The New Left movement in Latin America, which was formed by the late Venezuelan president Hugo Chaves, has put Venezuela in many troubles but reduced U.S. influence in the region to the point that even experts suggested that Washington has lost its backyard.
The New Leftist governments emerged in Latin America in the late 20th century. Leftist leaders have distanced from some of traditional principles, but maintained the fight against American hegemony, just like their predecessors. Latin America, with rich sources of oil, gas, and uranium, as well as great opportunity for investment, has been of particular importance from a geopolitical, geostrategic and geo-economic perspective. The U.S. has put control over Latin America on its agenda since 1823 when then president James Monroe offered his plan known as the “Monroe Doctrine”.
The Monroe Doctrine emphasized that as long as the U.S. had not achieved real power and growth, it cannot be considered as an active element and main actor in world politics, thus it should obtain necessary economic growth in Western Hemisphere. The doctrine also stated that South America and Caribbean are areas with high security priority whose fate is tied to the U.S. fate, and the U.S. must have a strong influence in the region to provide its own growth and development.
In the late 20th and early present century, Latin America has witnessed new developments, including the New Left movement. The New Left in Latin America was founded and developed as leaders such as Chavez in Venezuela, Luiz Inacio Lula da Silva in Brazil, Evo Morales in Bolivia, Rafael Correa in Ecuador, and Daniel Ortega in Nicaragua came to power.
Opportunities and threats
The U.S. is concerned about the presence of its rivals, especially Russia and China, in Latin America and the cooperation of these two countries with leftist states in the region. To counter China and Russia’s influence, the U.S. has launched various plans to undermine leftist governments through economic crises and put its allied right-wing figures into power.
Washington’s comprehensive effort to topple the Maduro administration in Venezuela is an example. On the other hand, China and Russia’s approach to Latin America and the tendency of New Left countries to ally with Beijing and Moscow can be a major deterrent to the implementation of the U.S. plan in the region.
This is while the Trump administration is trying to redefine U.S. role and position in Latin America.
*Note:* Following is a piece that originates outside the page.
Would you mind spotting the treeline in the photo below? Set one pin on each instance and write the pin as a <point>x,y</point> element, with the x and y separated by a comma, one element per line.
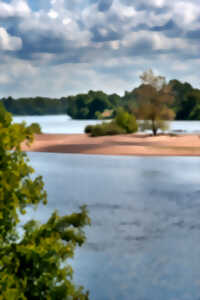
<point>97,104</point>
<point>35,106</point>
From Trump’s point of view, the wrong policies of previous governments and developments have caused the U.S. to lose its control over Latin America and the Caribbean, and instead increased the influence of U.S. rivals, including China, in the region.
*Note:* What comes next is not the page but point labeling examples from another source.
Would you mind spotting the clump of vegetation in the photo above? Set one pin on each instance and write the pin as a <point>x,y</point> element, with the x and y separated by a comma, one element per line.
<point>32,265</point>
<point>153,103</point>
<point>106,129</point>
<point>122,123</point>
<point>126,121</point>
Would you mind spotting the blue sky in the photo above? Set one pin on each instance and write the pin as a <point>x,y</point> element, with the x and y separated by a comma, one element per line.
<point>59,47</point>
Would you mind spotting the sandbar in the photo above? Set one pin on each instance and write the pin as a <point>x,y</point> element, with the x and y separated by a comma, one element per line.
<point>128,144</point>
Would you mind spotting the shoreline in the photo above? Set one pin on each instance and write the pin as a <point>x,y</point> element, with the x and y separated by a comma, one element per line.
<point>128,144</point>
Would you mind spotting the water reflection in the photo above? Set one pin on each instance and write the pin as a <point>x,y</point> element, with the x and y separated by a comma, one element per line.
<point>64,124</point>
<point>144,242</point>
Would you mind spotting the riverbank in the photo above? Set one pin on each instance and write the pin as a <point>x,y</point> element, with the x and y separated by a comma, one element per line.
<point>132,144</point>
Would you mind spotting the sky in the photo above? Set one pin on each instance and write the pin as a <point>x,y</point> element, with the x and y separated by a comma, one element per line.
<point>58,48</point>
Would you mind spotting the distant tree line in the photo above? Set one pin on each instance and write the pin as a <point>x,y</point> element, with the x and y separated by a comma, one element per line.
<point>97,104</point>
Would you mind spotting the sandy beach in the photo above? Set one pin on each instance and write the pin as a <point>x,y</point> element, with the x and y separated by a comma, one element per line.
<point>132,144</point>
In an interview with Foreign Policy, following his recent visit to Colombia, Air Force Chief of Staff General David Goldfein said that the Trump administration is making a push to strengthen alliances across Latin America as part of an effort to counter rising Chinese and Russian influence in the United States’ backyard.
Goldfein said Colombia and other Latin American countries risked being locked out of U.S. and allied operations if they stopped buying military hardware from the United States and turned to other markets instead.
China has invested heavily in the region to reach Latin America’s oil reserves. Beijing has now become the largest trading partner of some Latin American countries, including Brazil, Chile, Cuba and Uruguay.
Russia also continues to sell billions of dollars in arms to Latin American countries. Unlike China, which seeks to use Latin American natural resources for its economic growth, Russia’s interests in this region are more strategic.